New York City Council Header
File #: Res 0030-2004    Version: * Name: Repeal the 1998 amendments to the Higher Education Act of 1965.
Type: Resolution Status: Filed
Committee: Committee on Higher Education
On agenda: 2/4/2004
Enactment date: Law number:
Title: Resolution calling upon the United States Congress to support H.R. 685, sponsored by Congressman Barney Frank, which would repeal the 1998 amendments to the Higher Education Act of 1965 that bar students with previous drug convictions from receiving federal financial aid for college.
Sponsors: Helen D. Foster, Maria Baez, Leroy G. Comrie, Jr., Alan J. Gerson, Margarita Lopez, Miguel Martinez, Philip Reed, Joel Rivera, Larry B. Seabrook, Albert Vann, Christine C. Quinn, Robert Jackson, Letitia James
Council Member Sponsors: 13

Res.

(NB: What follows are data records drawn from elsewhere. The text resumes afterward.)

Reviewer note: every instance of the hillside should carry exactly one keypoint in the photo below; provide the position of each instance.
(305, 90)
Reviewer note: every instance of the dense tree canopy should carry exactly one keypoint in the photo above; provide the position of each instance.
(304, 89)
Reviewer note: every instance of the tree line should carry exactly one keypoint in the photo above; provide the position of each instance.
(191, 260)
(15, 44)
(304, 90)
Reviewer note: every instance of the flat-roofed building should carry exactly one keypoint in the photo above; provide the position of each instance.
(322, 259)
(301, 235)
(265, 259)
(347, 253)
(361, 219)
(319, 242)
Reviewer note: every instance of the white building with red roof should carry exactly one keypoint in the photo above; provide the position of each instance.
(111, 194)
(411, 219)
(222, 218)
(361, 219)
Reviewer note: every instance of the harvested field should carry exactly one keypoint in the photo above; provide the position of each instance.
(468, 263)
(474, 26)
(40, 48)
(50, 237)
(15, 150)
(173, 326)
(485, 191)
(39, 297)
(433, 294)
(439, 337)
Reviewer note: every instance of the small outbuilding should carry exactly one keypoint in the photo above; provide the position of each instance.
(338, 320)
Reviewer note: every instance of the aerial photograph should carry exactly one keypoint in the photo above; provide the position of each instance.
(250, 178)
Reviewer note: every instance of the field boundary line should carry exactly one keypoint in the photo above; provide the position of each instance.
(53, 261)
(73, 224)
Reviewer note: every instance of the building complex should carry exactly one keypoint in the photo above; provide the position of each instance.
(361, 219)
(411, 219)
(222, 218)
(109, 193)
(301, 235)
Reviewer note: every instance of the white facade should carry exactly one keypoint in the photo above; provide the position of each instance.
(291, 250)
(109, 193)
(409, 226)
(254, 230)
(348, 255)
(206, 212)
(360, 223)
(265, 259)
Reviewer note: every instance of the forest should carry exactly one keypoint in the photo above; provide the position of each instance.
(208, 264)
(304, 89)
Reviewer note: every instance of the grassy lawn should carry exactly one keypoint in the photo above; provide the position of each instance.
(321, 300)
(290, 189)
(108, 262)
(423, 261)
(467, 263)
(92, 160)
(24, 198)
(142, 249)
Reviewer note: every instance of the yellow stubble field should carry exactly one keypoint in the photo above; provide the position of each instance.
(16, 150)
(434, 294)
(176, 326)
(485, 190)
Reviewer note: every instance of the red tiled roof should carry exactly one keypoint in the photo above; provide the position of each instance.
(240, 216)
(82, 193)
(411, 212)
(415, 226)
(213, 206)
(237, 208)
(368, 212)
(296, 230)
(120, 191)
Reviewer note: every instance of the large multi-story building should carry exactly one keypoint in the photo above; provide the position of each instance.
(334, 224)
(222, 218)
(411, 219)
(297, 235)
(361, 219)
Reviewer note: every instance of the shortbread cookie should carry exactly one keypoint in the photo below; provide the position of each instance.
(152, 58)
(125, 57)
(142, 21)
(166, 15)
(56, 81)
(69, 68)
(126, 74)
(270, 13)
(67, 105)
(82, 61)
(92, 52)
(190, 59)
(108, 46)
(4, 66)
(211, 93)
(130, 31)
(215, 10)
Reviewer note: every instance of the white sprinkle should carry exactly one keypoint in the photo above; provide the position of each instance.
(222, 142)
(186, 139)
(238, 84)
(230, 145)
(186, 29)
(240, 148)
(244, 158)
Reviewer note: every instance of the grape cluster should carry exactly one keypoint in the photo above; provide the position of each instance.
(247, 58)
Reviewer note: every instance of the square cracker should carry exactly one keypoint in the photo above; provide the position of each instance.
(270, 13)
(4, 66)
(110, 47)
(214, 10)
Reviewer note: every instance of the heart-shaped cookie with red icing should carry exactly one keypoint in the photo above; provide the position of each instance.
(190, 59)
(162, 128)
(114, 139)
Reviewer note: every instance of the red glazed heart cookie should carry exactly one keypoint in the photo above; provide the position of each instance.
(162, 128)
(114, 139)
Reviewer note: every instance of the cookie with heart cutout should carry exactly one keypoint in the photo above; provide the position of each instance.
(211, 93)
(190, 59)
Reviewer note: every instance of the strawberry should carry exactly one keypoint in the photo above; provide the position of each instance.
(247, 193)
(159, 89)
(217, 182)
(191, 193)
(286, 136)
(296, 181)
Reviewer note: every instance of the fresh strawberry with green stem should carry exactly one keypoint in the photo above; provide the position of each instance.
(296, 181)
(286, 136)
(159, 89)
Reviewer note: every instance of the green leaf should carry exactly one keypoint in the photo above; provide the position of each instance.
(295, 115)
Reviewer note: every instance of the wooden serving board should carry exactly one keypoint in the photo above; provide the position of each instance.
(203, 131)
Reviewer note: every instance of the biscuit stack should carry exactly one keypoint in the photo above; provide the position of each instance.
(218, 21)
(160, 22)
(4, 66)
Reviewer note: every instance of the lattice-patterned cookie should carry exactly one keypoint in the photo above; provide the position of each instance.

No. 30

 

 

Resolution calling upon the United States Congress to support H.R. 685, sponsored by Congressman Barney Frank, which would repeal the 1998 amendments to the Higher Education Act of 1965 that bar students with previous drug convictions from receiving federal financial aid for college.

 

By Council Members Foster, Baez, Comrie, Gerson, Lopez, Martinez, Reed, Rivera, Seabrook, Vann, Quinn, Jackson and James

 

 

                     Whereas, The Higher Education Act of 1965 was signed into law by President Lyndon B. Johnson on November 8, 1965 in an effort to strengthen the nation’s colleges and universities and provide financial assistance for students in postsecondary and higher education; and

Whereas, Additionally, the Higher Education Act of 1965 was enacted to help create higher education opportunities for lower and middle income families, provide program assistance to small and less developed colleges, expand and improve library resources at higher education institutions and utilize college and university resources to help deal with national issues, such as poverty and community development; and

Whereas, The Higher Education Act of 1965 was reauthorized in 1968, 1972, 1976, 1980, 1986, 1992 and 1998, at which time Congress amended the Act to include Section 484 subsection (r), a provision that took effect in 2000, barring students who have been convicted of any offenses under Federal or State law involving the possession of controlled substances from receiving federal financial aid for college for one year upon the first offense, two years for a second offense and indefinitely for a third offense; and

Whereas, Section 484 subsection (r) also sets forth stricter guidelines for the suspension of eligibility for students convicted of any Federal or State drug-related offenses involving the sale of a controlled substance by making such persons ineligible for federal financial for two years upon the first offense and indefinitely for a second offense; and

Whereas, According to the National Association for the Advancement of Colored People (“NAACP”), the 1998 amendments to the Higher Education Act of 1965 has primarily impacted students convicted of minor possession and nonviolent offenses, instead of the major drug dealers, as was its intent; and

Whereas, According to the NAACP, the amendments have affected as many as 95,000 young men and women, a disproportionate number whom are of racial and ethnic minorities and come from families with total annual incomes of less than $30,000; and

Whereas, Furthermore, the NAACP notes that, although most of these students have already paid their debt to society, they continue to be unfairly and unnecessarily denied access to higher education, the attainment of which is the only sure way to end the cycle of drug addiction, crime, violence, poverty and incarceration; and

Whereas, The Higher Education Act of 1965 is scheduled for reauthorization by Congress during 2004; and

Whereas, On February 11, 2003 Congressman Barney Frank introduced H.R. 685, which would repeal Section 484 subsection (r), reverting to the previous method of allowing authorities to determine if financial aid should be withheld based on the severity of the crime; now, therefore, be it 

Resolved, That the Council of the City of New York calls upon the United States Congress to support H.R. 685, sponsored by Congressman Barney Frank, which would repeal the 1998 amendments to the Higher Education Act of 1965 that bar students with previous drug convictions from receiving federal financial aid for college.